From: Baolu Lu baolu.lu@linux.intel.com Sent: Wednesday, September 11, 2024 3:51 PM
On 2024/9/11 15:20, Nicolin Chen wrote:
On Wed, Sep 11, 2024 at 06:25:16AM +0000, Tian, Kevin wrote:
From: Jason Gunthorpejgg@nvidia.com Sent: Friday, September 6, 2024 2:22 AM
On Thu, Sep 05, 2024 at 11:00:49AM -0700, Nicolin Chen wrote:
On Thu, Sep 05, 2024 at 01:20:39PM -0300, Jason Gunthorpe wrote:
On Tue, Aug 27, 2024 at 09:59:54AM -0700, Nicolin Chen wrote:
> +static int arm_smmu_viommu_cache_invalidate(struct
iommufd_viommu *viommu,
> + struct iommu_user_data_array
*array)
> +{ > + struct iommu_domain *domain =
iommufd_viommu_to_parent_domain(viommu);
> + > + return __arm_smmu_cache_invalidate_user( > + to_smmu_domain(domain), viommu, array); I'd like to have the viommu struct directly hold the VMID. The nested parent should be sharable between multiple viommus, it doesn't make any sense that it would hold the vmid.

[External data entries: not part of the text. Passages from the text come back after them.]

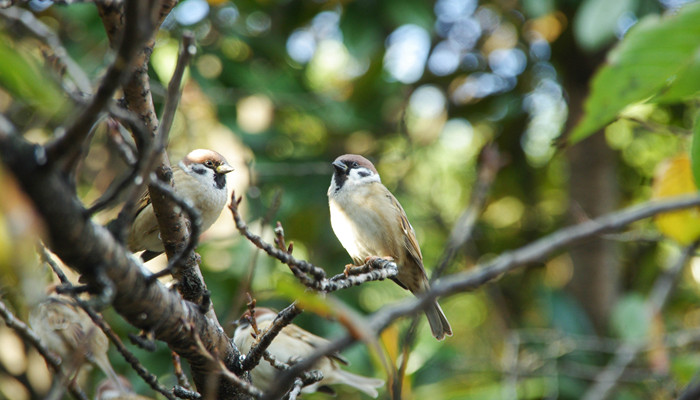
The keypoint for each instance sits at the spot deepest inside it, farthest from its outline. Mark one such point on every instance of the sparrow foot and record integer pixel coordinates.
(349, 269)
(369, 261)
(144, 340)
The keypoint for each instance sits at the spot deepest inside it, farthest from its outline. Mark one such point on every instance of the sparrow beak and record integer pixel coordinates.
(224, 169)
(340, 167)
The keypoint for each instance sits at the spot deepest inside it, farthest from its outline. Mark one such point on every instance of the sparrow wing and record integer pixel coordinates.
(143, 202)
(312, 340)
(410, 242)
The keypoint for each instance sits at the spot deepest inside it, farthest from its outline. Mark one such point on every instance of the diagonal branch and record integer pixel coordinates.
(51, 359)
(489, 271)
(283, 319)
(134, 36)
(88, 248)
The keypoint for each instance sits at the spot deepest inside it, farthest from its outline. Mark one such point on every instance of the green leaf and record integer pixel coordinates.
(655, 51)
(631, 318)
(23, 77)
(695, 152)
(596, 20)
(685, 86)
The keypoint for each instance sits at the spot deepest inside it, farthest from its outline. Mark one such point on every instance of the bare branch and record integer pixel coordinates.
(51, 359)
(607, 379)
(283, 319)
(39, 30)
(491, 270)
(461, 232)
(376, 269)
(144, 373)
(134, 36)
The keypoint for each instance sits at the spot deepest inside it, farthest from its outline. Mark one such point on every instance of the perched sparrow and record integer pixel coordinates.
(201, 178)
(370, 222)
(291, 345)
(68, 331)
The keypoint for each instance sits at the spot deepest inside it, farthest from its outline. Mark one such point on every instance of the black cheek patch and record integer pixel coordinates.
(200, 169)
(339, 180)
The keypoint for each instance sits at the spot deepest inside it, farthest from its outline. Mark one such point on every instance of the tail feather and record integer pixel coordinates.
(438, 322)
(362, 383)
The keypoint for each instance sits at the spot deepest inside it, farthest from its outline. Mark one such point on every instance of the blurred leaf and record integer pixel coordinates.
(311, 301)
(654, 51)
(596, 21)
(685, 86)
(695, 152)
(25, 79)
(674, 178)
(390, 340)
(631, 318)
(685, 366)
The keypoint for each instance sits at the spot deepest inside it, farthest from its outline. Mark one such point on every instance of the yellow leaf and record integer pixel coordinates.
(674, 177)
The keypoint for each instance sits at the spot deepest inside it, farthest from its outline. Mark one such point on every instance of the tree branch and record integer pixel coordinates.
(89, 248)
(489, 271)
(376, 269)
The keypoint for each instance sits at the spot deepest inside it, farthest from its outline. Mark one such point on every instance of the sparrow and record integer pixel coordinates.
(370, 222)
(67, 330)
(200, 178)
(291, 345)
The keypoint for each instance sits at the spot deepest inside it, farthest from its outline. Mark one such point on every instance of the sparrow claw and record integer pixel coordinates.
(348, 269)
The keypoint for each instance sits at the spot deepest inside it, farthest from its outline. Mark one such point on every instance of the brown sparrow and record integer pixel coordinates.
(201, 178)
(370, 222)
(66, 329)
(291, 345)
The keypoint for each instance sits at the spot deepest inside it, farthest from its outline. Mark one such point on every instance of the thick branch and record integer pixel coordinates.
(376, 269)
(489, 271)
(88, 247)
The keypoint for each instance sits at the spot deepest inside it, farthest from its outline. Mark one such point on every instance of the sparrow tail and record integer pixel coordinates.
(438, 322)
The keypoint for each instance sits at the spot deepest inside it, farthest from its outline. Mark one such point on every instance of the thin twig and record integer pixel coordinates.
(214, 359)
(489, 271)
(283, 319)
(609, 377)
(134, 35)
(30, 336)
(144, 373)
(310, 275)
(179, 373)
(195, 226)
(39, 30)
(460, 234)
(296, 389)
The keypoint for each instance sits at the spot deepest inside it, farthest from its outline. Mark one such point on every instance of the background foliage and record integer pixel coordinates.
(283, 87)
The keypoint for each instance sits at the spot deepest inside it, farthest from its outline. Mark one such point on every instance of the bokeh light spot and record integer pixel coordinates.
(254, 113)
(407, 52)
(190, 12)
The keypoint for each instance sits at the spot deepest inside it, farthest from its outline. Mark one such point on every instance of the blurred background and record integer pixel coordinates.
(282, 87)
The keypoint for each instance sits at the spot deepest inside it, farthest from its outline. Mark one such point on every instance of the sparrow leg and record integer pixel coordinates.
(372, 259)
(144, 340)
(349, 269)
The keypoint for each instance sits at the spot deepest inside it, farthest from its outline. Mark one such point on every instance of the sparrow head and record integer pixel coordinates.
(261, 314)
(207, 165)
(352, 169)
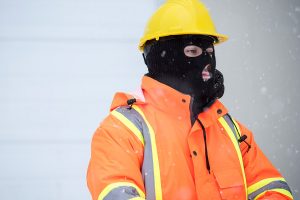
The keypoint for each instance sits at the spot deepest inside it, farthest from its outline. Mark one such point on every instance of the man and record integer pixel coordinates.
(175, 140)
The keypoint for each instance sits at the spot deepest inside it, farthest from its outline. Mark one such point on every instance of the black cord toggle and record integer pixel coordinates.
(243, 139)
(130, 102)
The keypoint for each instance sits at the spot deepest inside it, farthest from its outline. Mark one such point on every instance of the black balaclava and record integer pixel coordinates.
(168, 61)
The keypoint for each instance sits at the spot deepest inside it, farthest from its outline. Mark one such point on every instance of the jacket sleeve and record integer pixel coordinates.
(263, 179)
(116, 157)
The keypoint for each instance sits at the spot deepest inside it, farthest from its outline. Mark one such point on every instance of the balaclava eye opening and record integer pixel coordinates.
(186, 63)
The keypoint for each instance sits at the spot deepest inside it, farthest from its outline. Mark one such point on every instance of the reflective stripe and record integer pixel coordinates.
(129, 118)
(121, 190)
(135, 120)
(271, 184)
(230, 129)
(151, 162)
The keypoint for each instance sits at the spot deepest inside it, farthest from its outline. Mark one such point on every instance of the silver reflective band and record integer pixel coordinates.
(270, 186)
(231, 125)
(123, 192)
(147, 168)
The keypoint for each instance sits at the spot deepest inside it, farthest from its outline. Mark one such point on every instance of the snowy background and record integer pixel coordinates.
(61, 61)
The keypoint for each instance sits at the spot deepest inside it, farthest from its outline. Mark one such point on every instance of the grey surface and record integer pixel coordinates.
(61, 61)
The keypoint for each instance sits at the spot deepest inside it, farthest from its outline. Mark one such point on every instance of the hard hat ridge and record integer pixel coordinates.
(180, 17)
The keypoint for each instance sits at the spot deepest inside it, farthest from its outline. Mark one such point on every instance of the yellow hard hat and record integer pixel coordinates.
(180, 17)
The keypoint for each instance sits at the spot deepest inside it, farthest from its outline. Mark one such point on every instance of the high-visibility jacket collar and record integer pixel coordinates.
(170, 101)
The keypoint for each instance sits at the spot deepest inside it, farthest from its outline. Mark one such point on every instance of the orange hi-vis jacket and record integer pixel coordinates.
(150, 150)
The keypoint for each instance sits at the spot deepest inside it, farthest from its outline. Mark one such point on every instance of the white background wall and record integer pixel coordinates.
(61, 61)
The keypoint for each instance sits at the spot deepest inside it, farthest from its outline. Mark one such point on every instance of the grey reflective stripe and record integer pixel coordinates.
(270, 186)
(122, 193)
(232, 127)
(147, 168)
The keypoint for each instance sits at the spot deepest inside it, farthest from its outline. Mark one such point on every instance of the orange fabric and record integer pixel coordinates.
(117, 154)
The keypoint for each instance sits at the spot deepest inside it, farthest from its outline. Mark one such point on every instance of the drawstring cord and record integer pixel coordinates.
(242, 137)
(205, 145)
(130, 103)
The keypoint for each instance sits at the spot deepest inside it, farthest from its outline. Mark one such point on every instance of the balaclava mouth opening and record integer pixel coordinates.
(186, 63)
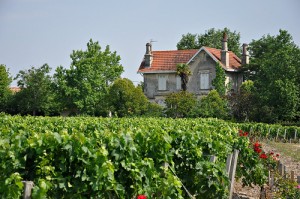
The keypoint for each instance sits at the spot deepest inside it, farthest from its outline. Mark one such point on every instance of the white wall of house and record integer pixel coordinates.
(203, 69)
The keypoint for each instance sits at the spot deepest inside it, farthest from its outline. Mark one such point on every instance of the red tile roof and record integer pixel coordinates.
(167, 60)
(234, 62)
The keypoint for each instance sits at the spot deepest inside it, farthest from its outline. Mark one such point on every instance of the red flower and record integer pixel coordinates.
(258, 150)
(141, 197)
(256, 144)
(263, 156)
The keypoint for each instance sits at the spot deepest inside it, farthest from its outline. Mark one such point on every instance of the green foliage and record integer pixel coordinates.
(5, 92)
(275, 72)
(242, 103)
(36, 95)
(179, 104)
(127, 100)
(211, 38)
(219, 81)
(184, 72)
(286, 188)
(84, 87)
(153, 110)
(212, 105)
(86, 157)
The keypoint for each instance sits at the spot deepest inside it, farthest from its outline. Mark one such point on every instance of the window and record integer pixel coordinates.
(178, 83)
(162, 82)
(204, 80)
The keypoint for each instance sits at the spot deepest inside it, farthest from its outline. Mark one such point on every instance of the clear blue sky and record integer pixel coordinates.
(34, 32)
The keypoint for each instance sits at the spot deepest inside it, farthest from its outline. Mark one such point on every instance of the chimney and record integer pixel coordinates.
(148, 55)
(245, 55)
(224, 51)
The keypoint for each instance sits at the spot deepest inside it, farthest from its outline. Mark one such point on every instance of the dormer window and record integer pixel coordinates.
(162, 82)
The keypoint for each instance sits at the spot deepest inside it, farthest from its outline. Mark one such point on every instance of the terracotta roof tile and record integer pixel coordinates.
(167, 60)
(234, 62)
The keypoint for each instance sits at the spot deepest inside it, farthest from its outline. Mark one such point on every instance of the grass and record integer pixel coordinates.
(287, 149)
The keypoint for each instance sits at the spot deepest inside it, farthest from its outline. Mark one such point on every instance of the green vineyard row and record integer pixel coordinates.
(88, 157)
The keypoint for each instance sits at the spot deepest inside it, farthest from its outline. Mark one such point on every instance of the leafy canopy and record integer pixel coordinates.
(179, 104)
(5, 92)
(127, 100)
(36, 95)
(211, 38)
(275, 71)
(219, 81)
(84, 86)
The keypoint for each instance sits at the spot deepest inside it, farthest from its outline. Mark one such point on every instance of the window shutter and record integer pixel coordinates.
(162, 82)
(204, 80)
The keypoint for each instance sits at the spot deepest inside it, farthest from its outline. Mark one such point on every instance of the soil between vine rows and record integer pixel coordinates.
(291, 163)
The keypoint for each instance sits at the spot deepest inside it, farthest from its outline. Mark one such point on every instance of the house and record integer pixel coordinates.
(159, 69)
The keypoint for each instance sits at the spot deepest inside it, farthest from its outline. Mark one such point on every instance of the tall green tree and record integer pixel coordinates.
(275, 70)
(127, 100)
(242, 102)
(36, 95)
(184, 72)
(84, 86)
(219, 81)
(211, 38)
(5, 92)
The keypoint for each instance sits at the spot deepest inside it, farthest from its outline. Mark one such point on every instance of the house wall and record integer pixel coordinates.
(151, 85)
(202, 63)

This is struggling because it is trying too hard to not have the driver allocate the viommu, and I think we should just go ahead and
do
that. Store the vmid, today copied from the nesting parent in the vmid private struct. No need for iommufd_viommu_to_parent_domain(),
just
rework the APIs to pass the vmid down not a domain.

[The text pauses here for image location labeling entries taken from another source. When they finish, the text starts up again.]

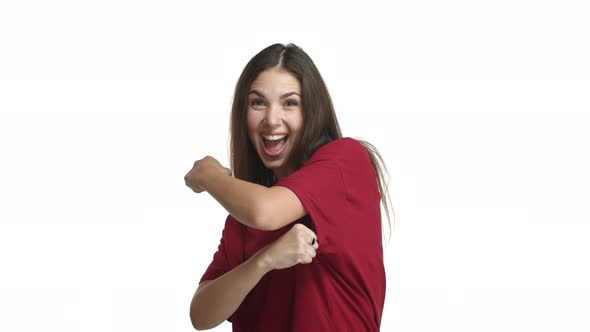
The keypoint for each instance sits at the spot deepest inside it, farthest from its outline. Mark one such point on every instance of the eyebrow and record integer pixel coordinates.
(283, 96)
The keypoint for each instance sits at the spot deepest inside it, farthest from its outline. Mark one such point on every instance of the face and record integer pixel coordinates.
(275, 118)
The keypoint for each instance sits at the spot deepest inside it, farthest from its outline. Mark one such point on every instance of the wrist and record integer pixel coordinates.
(262, 261)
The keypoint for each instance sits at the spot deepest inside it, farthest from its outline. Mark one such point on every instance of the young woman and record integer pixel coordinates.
(301, 249)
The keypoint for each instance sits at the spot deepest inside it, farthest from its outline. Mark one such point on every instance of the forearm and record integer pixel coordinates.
(219, 299)
(242, 199)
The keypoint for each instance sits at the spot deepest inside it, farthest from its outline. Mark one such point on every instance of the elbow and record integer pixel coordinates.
(262, 219)
(196, 321)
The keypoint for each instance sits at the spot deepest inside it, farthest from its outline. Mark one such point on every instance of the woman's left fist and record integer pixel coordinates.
(201, 169)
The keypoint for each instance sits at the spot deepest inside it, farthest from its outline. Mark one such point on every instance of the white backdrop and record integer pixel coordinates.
(480, 111)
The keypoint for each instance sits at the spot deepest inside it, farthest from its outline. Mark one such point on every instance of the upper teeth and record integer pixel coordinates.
(274, 137)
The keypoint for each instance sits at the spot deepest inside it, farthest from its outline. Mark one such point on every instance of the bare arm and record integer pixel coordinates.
(216, 300)
(252, 204)
(242, 199)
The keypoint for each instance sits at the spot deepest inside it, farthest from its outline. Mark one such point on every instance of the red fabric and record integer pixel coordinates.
(343, 289)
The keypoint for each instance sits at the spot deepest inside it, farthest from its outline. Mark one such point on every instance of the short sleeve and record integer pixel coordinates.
(320, 187)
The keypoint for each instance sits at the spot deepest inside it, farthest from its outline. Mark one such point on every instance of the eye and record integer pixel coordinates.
(254, 102)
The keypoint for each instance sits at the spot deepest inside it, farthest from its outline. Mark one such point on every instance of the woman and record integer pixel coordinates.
(301, 249)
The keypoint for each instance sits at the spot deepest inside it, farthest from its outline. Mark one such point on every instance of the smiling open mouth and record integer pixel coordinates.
(274, 148)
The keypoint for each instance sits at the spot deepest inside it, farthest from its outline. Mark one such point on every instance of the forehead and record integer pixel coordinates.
(276, 82)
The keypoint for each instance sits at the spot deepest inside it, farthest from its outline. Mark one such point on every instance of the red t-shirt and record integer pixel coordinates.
(343, 288)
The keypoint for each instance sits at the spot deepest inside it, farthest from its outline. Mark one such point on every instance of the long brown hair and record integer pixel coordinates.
(320, 125)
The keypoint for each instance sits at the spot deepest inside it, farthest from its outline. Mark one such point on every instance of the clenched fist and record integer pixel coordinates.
(293, 247)
(201, 168)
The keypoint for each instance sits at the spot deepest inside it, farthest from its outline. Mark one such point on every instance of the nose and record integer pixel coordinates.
(272, 117)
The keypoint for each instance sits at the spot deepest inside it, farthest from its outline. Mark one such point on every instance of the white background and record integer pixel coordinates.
(480, 110)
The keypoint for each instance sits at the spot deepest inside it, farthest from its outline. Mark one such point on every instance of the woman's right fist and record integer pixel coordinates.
(293, 247)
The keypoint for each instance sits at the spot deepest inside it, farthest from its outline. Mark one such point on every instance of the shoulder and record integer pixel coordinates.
(342, 150)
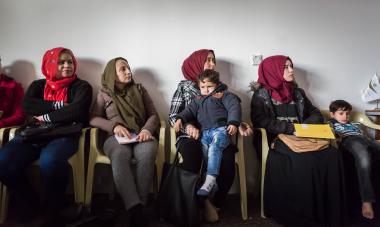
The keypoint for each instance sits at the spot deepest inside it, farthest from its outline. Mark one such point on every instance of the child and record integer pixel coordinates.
(218, 112)
(361, 147)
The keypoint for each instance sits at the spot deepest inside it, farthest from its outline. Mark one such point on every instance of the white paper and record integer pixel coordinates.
(125, 140)
(372, 91)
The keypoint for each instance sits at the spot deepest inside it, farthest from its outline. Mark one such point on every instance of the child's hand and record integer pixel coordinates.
(231, 129)
(177, 125)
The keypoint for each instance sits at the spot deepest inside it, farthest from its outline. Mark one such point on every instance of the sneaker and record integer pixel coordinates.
(207, 187)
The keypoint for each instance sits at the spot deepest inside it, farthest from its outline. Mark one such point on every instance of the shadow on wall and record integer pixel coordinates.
(150, 81)
(22, 71)
(90, 70)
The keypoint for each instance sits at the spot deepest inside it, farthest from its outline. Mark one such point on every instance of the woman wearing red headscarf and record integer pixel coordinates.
(11, 94)
(188, 138)
(301, 189)
(60, 98)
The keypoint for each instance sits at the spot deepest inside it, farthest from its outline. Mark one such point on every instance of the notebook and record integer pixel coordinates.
(125, 140)
(314, 131)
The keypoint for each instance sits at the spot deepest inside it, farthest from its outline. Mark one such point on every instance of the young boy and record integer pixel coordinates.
(361, 147)
(218, 112)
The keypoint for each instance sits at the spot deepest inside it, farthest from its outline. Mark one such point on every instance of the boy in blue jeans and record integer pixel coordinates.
(362, 148)
(218, 112)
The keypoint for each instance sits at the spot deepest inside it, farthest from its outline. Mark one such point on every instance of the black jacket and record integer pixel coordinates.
(79, 100)
(263, 115)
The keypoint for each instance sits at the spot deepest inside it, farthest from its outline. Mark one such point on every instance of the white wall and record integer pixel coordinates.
(333, 43)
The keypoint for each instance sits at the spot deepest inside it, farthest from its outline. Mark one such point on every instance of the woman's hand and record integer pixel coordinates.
(121, 131)
(192, 131)
(144, 135)
(177, 125)
(38, 118)
(232, 129)
(245, 129)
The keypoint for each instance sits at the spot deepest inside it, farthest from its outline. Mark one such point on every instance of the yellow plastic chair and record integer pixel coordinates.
(97, 156)
(77, 164)
(239, 162)
(354, 117)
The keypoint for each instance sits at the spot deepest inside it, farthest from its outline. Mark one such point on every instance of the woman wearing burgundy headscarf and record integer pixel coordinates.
(11, 94)
(60, 98)
(301, 189)
(188, 138)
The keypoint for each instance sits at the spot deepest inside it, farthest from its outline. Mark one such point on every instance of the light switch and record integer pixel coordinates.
(256, 59)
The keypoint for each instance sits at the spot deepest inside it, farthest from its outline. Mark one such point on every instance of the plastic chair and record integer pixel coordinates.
(239, 162)
(97, 156)
(354, 117)
(77, 164)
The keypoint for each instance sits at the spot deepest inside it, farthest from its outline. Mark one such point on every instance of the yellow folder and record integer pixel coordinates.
(314, 131)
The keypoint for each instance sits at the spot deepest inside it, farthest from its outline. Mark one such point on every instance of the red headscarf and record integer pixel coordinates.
(56, 89)
(271, 77)
(194, 64)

OK. When I designed all this stuff, we still haven't made mind about sharing the s2 domain, i.e. moving the VMID, which might need a couple of more patches to achieve.
Yes, many more patches, and don't try to do it now.. But we can copy the vmid from the s2 and place it in the viommu struct during allocation time.
does it assume that a viommu object cannot span multiple physical IOMMUs so there is only one vmid per viommu?
I think so. One the reasons of introducing vIOMMU is to maintain the shareability across physical IOMMUs at the s2 HWPT_PAGING.
My understanding of VMID is something like domain id in x86 arch's. Is my understanding correct?
yes
If a VMID for an S2 hwpt is valid on physical IOMMU A but has already been allocated for another purpose on physical IOMMU B, how can it be shared across both IOMMUs? Or the VMID is allocated globally?
I'm not sure that's a problem. The point is that each vIOMMU object will get a VMID from the SMMU which it's associated to (assume one vIOMMU cannot span multiple SMMU). Whether that VMID is globally allocated or per-SMMU is the policy in the SMMU driver.
It's the driver's responsibility to ensure not using a conflicting VMID when creating an vIOMMU instance.